Within five years, she was one of the best players in the world.
Born in Kent in 1984, Boeree became a professional in 2010. That same year she won the EPT San Remo, one of the most prestigious events on the European circuit, for $1,698,300, confirming her status as a genuine elite-level player rather than a media personality with a poker habit. In 2017 she won a WSOP bracelet in the Tag Team No Limit Hold'em Championship alongside Igor Kurganov, making her the only woman in history to hold both an EPT title and a WSOP bracelet. The pair donated 50% of the prize to Raising for Effective Giving, the charitable platform they had co-founded in 2014.
Raising for Effective Giving promotes the effective altruism approach to charitable giving, directing donations to the causes and organisations where they can do the most measurable good. The platform has since raised over $14 million for charitable causes worldwide.

In 2019, Boeree retired from professional poker and stepped back from her ambassadorship at a major online poker site. She pivoted fully to science communication, public speaking, and philanthropy. Her TED Talk on decision-making and probabilistic thinking has been viewed nearly three million times. Her podcast Win-Win with Liv Boeree has built an audience of over 117,000 subscribers, exploring game theory, physics, and rational thinking. She has spoken at Google, Oxford, and Cambridge, and published scientific articles including a piece for the Future of Humanity Institute.

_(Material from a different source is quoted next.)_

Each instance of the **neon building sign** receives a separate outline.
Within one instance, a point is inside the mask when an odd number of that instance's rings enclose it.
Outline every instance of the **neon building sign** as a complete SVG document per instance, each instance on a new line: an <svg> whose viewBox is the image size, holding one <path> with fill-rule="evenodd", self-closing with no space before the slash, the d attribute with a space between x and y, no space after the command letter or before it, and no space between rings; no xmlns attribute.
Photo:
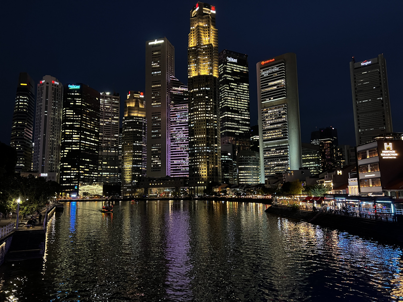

In December 2024, she returned to the poker table for the first time since her retirement, entering the $25,000 WSOP Super Main Event in the Bahamas. She finished fourth for $2,800,000, breaking the record for the largest single cash ever made by a female player. She donated $560,000 of those winnings to animal welfare causes.
Boeree's story is perhaps the clearest example of what this list is really about: a person who used poker not as a destination, but as a starting point. Her live tournament earnings now exceed $6.7 million, but her most significant work has nothing to do with chips.